The women they loved accompanied them, whom they married in Argentina, starting new families. After five years, their third brother Emil came. However, life in South America was not for him and he returned home at the age of 28. The other two brothers stayed to in their new homeland.
Both brothers and their descendants maintained contact with their Slovak family for some time. However, over the years, as the generations changed, contact gradually dissipated, until Emil Parizek found the letter.
A love of Slovak delicacies
At first, both cousins wrote letters to each other. Later, as computers evolved, they switched to e-mails, to video calls. Then, 11 years ago, Pablo visited his relatives in Slovakia for the first time.

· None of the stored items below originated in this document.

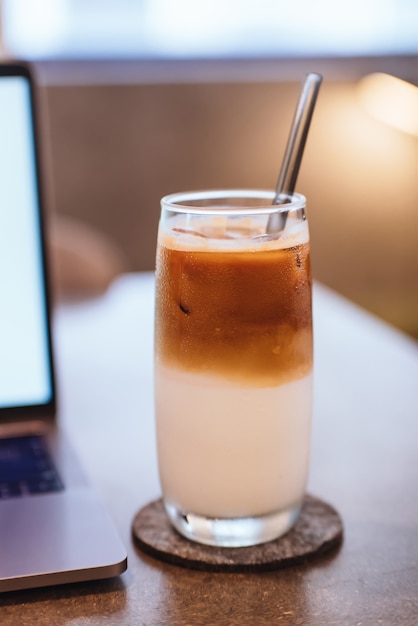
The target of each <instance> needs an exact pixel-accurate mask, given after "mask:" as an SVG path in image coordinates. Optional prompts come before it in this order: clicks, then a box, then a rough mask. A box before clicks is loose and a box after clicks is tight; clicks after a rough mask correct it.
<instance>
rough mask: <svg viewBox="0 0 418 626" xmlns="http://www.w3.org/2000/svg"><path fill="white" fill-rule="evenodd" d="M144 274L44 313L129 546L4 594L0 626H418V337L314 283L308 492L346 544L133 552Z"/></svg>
mask: <svg viewBox="0 0 418 626" xmlns="http://www.w3.org/2000/svg"><path fill="white" fill-rule="evenodd" d="M153 292H154V279H153V275H152V274H149V273H144V274H131V275H126V276H122V277H121V278H120V279H118V280H117V281H116V282H115V283H114V285H112V287H111V288H110V290H109V291H108V292H107V293H106V294H105V295H104V296H102V297H100V298H97V299H94V300H90V301H85V302H82V303H73V304H66V305H61V306H60V307H58V308H57V310H56V314H55V319H54V333H55V337H56V352H57V355H56V357H57V358H56V360H57V367H58V390H59V396H60V399H61V402H60V405H61V408H60V420H61V424H62V425H63V427H64V428H65V429H66V431H68V433H69V435H70V438H71V439H72V441H73V444H74V445H75V447H76V449H77V451H78V453H79V455H80V457H81V460H82V462H83V464H84V466H85V469H86V471H87V473H88V474H89V476H90V478H91V481H92V482H93V484H94V486H95V487H96V489H97V491H98V492H99V494H100V496H101V497H102V499H103V501H104V502H105V504H106V506H107V508H108V510H109V511H110V513H111V515H112V517H113V519H114V522H115V524H116V526H117V528H118V530H119V532H120V535H121V537H122V540H123V541H124V543H125V545H126V547H127V550H128V570H127V572H126V573H124V574H123V575H122V576H121V577H119V578H116V579H112V580H108V581H101V582H91V583H84V584H77V585H67V586H62V587H51V588H47V589H38V590H31V591H22V592H14V593H8V594H3V596H2V597H0V623H1V624H2V625H3V626H7V625H9V624H10V625H12V624H13V626H14V625H15V624H21V625H25V624H43V625H47V624H71V625H72V626H74V625H78V624H89V625H90V624H118V625H121V626H122V625H125V624H126V625H128V624H129V625H132V624H140V625H141V626H144V625H146V626H151V625H154V624H155V625H162V624H170V625H176V624H179V625H180V624H192V625H194V624H196V625H200V624H202V625H212V624H214V625H215V624H231V625H233V624H257V625H258V624H275V623H280V624H308V625H310V626H315V625H316V624H321V626H322V625H328V624H347V625H350V626H354V625H360V624H361V625H362V626H365V625H368V624H370V625H372V624H373V625H377V624H387V625H389V624H390V625H393V624H402V625H410V624H411V625H412V624H414V625H416V624H418V346H417V344H416V343H415V342H414V341H412V340H410V339H409V338H407V337H405V336H404V335H402V334H400V333H398V332H397V331H395V330H394V329H392V328H390V327H388V326H387V325H385V324H384V323H382V322H381V321H379V320H378V319H376V318H374V317H372V316H370V315H369V314H367V313H365V312H364V311H362V310H360V309H359V308H357V307H355V306H354V305H352V304H351V303H350V302H348V301H346V300H344V299H343V298H341V297H340V296H338V295H337V294H335V293H334V292H331V291H329V290H328V289H325V288H324V287H322V286H320V285H315V288H314V327H315V400H314V421H313V435H312V456H311V472H310V480H309V489H308V490H309V492H310V493H312V494H314V495H316V496H319V497H321V498H322V499H324V500H326V501H327V502H329V503H330V504H332V505H333V506H334V507H335V508H336V509H337V510H338V511H339V513H340V514H341V517H342V519H343V522H344V542H343V545H342V547H341V548H340V549H339V550H338V551H337V552H334V553H332V554H329V555H327V556H325V557H322V558H320V559H318V560H317V561H314V562H313V563H311V564H310V565H308V566H297V567H293V568H290V569H286V570H279V571H273V572H267V573H253V574H248V573H247V574H237V573H222V574H219V573H207V572H199V571H192V570H187V569H183V568H180V567H176V566H174V565H168V564H165V563H162V562H159V561H157V560H154V559H152V558H151V557H148V556H145V555H143V554H142V553H141V552H139V551H138V550H137V549H136V548H135V546H134V545H133V543H132V539H131V523H132V520H133V518H134V516H135V513H136V512H137V511H138V510H139V509H140V508H141V507H142V506H143V505H145V504H146V503H148V502H149V501H151V500H154V499H156V498H158V497H159V496H160V487H159V482H158V473H157V462H156V450H155V435H154V422H153V419H154V418H153V397H152V394H153V382H152V376H153V375H152V350H153V345H152V344H153Z"/></svg>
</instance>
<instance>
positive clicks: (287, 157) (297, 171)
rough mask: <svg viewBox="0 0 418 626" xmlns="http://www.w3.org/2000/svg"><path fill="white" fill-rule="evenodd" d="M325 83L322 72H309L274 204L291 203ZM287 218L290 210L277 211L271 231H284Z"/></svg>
mask: <svg viewBox="0 0 418 626" xmlns="http://www.w3.org/2000/svg"><path fill="white" fill-rule="evenodd" d="M321 82H322V76H321V75H320V74H316V73H310V74H307V75H306V78H305V82H304V84H303V87H302V90H301V93H300V96H299V102H298V104H297V107H296V111H295V115H294V118H293V123H292V126H291V129H290V134H289V138H288V141H287V147H286V152H285V155H284V159H283V164H282V167H281V170H280V174H279V179H278V181H277V186H276V195H275V196H274V200H273V204H277V205H280V204H286V203H288V202H291V198H292V194H293V192H294V190H295V186H296V179H297V177H298V174H299V168H300V164H301V161H302V156H303V151H304V148H305V143H306V138H307V136H308V131H309V126H310V123H311V119H312V115H313V111H314V107H315V103H316V99H317V96H318V92H319V87H320V86H321ZM286 220H287V212H286V211H283V213H280V212H278V213H273V214H272V215H271V216H270V218H269V221H268V224H267V232H268V233H276V234H278V233H280V232H281V231H282V230H284V227H285V225H286Z"/></svg>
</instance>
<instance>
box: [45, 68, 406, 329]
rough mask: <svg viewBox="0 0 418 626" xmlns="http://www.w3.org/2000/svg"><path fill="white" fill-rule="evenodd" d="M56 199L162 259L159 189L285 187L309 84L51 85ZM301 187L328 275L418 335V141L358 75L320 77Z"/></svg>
mask: <svg viewBox="0 0 418 626" xmlns="http://www.w3.org/2000/svg"><path fill="white" fill-rule="evenodd" d="M44 89H45V95H46V99H47V102H48V110H49V111H48V123H49V131H50V142H51V155H52V167H53V170H52V172H53V182H54V186H55V197H56V210H57V211H58V212H62V213H64V214H69V215H73V216H78V217H80V218H82V219H84V220H86V221H87V222H88V223H89V224H92V225H95V226H97V227H98V228H100V229H101V230H103V231H104V232H106V233H108V234H110V235H111V236H112V238H114V240H115V241H116V242H117V243H118V244H119V245H120V246H121V247H122V248H123V249H124V251H125V252H126V254H127V255H128V258H129V262H130V265H131V268H132V269H134V270H143V269H152V268H153V265H154V252H155V237H156V228H157V222H158V216H159V198H160V197H161V196H162V195H163V194H166V193H170V192H173V191H179V190H184V189H196V188H203V187H221V186H227V187H234V186H235V187H241V186H242V187H267V188H272V187H274V186H275V183H276V178H277V173H278V170H279V166H280V161H281V158H282V155H283V152H284V148H285V143H286V139H287V133H288V129H289V126H290V123H291V119H292V115H293V109H294V106H295V103H296V100H297V96H298V91H299V84H298V83H295V82H279V83H273V82H271V83H269V82H265V83H259V82H258V83H254V82H253V83H224V84H219V83H218V84H217V83H200V84H199V83H193V84H186V83H184V84H148V85H144V84H132V85H126V84H125V85H123V84H120V85H116V84H115V85H113V86H112V85H90V86H79V87H74V86H52V85H50V86H47V87H45V88H44ZM298 190H299V191H300V192H302V193H305V194H306V195H307V197H308V201H309V205H308V211H309V212H308V215H309V219H310V225H311V234H312V248H313V267H314V275H315V277H316V278H317V279H319V280H321V281H323V282H324V283H326V284H327V285H329V286H331V287H333V288H335V289H337V290H338V291H340V292H341V293H343V294H345V295H347V296H348V297H350V298H352V299H354V300H355V301H357V302H359V303H361V304H363V305H364V306H366V307H367V308H369V309H370V310H372V311H375V312H376V313H378V314H379V315H381V316H382V317H384V318H386V319H387V320H389V321H391V322H393V323H395V324H397V325H399V326H400V327H402V328H404V329H405V330H407V331H409V332H416V333H418V140H417V138H413V137H411V136H408V135H405V134H402V133H400V132H398V131H396V130H393V129H391V128H389V127H385V126H384V125H383V124H381V123H380V122H378V121H375V120H374V119H372V118H371V117H369V116H368V114H367V113H366V112H364V111H363V110H362V108H361V106H360V103H359V100H358V98H357V86H356V83H355V82H335V81H327V80H326V77H325V82H324V84H323V86H322V88H321V93H320V96H319V100H318V103H317V108H316V111H315V116H314V120H313V124H312V128H311V133H310V136H309V140H308V145H307V148H306V152H305V157H304V161H303V164H302V170H301V174H300V178H299V183H298Z"/></svg>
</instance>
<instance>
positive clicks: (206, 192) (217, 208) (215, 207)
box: [160, 189, 306, 215]
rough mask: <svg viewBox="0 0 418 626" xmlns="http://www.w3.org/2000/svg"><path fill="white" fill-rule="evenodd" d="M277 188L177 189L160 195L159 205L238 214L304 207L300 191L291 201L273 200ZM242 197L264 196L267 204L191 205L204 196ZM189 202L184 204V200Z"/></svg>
mask: <svg viewBox="0 0 418 626" xmlns="http://www.w3.org/2000/svg"><path fill="white" fill-rule="evenodd" d="M275 195H276V192H275V191H273V190H271V189H205V190H197V191H180V192H177V193H172V194H169V195H166V196H163V197H162V198H161V201H160V202H161V208H163V209H167V210H169V211H172V212H175V213H193V214H200V215H204V214H208V213H210V214H212V215H216V214H220V215H225V214H226V213H230V214H233V213H239V214H240V215H254V214H259V213H264V214H272V213H279V212H284V211H285V212H289V211H296V210H299V209H304V208H305V207H306V197H305V196H304V195H302V194H300V193H293V194H292V196H291V198H292V199H291V201H290V202H286V203H285V204H272V202H273V199H274V197H275ZM224 198H225V199H234V200H240V199H242V200H244V199H245V198H248V199H260V200H265V201H266V204H265V205H264V204H261V205H253V206H248V205H245V204H244V203H243V204H242V205H239V204H236V205H230V204H227V203H226V202H225V203H223V204H222V203H219V204H214V205H208V206H202V205H201V204H200V205H193V202H200V203H201V202H202V201H204V200H206V199H207V200H208V201H209V200H211V201H213V200H222V199H224ZM187 202H188V203H190V204H185V203H187Z"/></svg>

"Pablo is from the third generation of Parizeks living in Argentina. He speaks Slovak beautifully, I just have to talk slowly to him," says Emil.
"I was in Vienna at the time to pick him up at the airport. He liked it here very much. We took him wherever we could," says Emil. They went to the Lomnický Štít peak, to the spa towns of Rajecké Teplice and Turčianske Teplice in the Žilina Region.
"He skated on a frozen lake, tried to ski, saw a hockey match. We also went to the Múzeum Slovenskej Dediny (The Museum of the Slovak Village), he saw folklore, carnivals. We travelled quite a lot around Slovakia in those three weeks he was here," Emil recalls.